Lab 5

Stats 159/259 - Lab 5 - 10/5/15

Agenda

  1. Brief discussion of HW1 & qz2
    • Everybody check their grades
    • GitHub issue tracker for grading issues
    • Similarity analysis on reading1.txt
  2. Markup Languages
    • What is a markup language?
    • Why are they important?
    • WYSIWYG vs. WYSIWYM and reproducibility
  3. Individual/Group work
    • Project proposals (due tonight @ 9:00 PM)
    • Your homework due before class tomorrow.

Homework 1

Similarity matrix grading demo — push results and answer:

NOTE: This is what I originally planned to do, which differed from the example we did in class. These questions are only answerable if you have the tdm and the vocab. I didn’t push these and stuck with the preprocessing example instead (see below).

  • What is the word count for each reading?
  • What was the most frequently used word? What is the maximum number of times it was used? The minimum?
  • How many times was the word “python” used?

Example we actually did in lab: preprocess the similarity matrix to get rid of rows/cols of zeros and the outlier point.

  • Use structure of similarity matrix (max of cols on the diagonal, symmetric, no zeros in the matrix unless file was empty) and boolean masking to clean the data.

  • boolean mask to get rid of zeros:

    • sm_nozeros = sm[sm != 0]
    • Requires a reshape to get data back into 2D array

Document Processing and Markup Languages

  • Everybody’s first document processor?

WYSIWYG - “What you see is what you get”

This is a good paradigm for artistic documents or simple documents where there isn’t much formatting. The major drawback of the WYSIWYG paradigm is that content and formatting are fused into one interface. This can be detrimental for STEM pursuits, since publication and peer review is central to the scientific process.

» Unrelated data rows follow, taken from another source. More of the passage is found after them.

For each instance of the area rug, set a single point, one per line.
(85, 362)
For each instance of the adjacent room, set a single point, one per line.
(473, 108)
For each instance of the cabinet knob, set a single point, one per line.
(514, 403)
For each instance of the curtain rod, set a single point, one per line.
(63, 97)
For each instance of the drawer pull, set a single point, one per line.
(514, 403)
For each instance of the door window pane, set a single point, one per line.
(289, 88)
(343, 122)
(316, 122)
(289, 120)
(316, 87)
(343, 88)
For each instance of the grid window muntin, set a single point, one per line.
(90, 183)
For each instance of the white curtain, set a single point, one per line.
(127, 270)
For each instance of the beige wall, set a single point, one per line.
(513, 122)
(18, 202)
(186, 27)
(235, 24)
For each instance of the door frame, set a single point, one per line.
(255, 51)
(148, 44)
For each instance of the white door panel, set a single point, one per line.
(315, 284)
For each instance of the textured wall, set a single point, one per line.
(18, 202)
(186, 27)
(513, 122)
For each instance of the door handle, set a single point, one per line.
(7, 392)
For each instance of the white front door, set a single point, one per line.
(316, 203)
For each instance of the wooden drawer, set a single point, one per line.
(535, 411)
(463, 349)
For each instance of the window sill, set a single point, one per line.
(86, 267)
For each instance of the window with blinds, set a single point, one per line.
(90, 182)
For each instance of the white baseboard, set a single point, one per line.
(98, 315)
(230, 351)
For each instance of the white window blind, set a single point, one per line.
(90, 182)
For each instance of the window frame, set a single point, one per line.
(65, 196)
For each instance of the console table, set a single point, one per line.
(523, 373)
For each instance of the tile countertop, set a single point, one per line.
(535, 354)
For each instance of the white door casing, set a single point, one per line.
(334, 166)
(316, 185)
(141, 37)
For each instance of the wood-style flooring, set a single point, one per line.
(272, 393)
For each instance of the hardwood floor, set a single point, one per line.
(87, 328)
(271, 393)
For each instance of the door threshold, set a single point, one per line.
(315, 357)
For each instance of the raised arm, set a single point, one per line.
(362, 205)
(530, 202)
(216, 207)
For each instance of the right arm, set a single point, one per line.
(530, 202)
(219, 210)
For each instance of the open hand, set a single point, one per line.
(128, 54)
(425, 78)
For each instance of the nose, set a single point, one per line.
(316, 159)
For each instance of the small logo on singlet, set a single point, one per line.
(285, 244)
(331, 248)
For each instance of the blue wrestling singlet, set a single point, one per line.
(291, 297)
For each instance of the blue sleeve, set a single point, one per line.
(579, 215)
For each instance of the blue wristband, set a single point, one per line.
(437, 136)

  • Wrestling with formatting is time consuming and irrelevant in the context of publication.

  • Feelings-ball take: having formatting in the same document as the content distracts from the true goals of the document; clearly and concisely expressing ideas or results

  • Practical take: journals all have different formats. If a paper is being submitted to multiple places you don’t want to have to explicitly re-wrangle the document every time just to change the formatting.

  • Having content be separate from the formatting allows for much easier re-use of the content.

    • e.g. you can post pictures from your publication to your website and reuse your paper as a chapter in a thesis, or keep a portion for reuse in subsequent publications (e.g. acknowledgements)

Other major drawback of WYSIWYG editors from a reproducible/collaborative standpoint is their proprietary/binary formats.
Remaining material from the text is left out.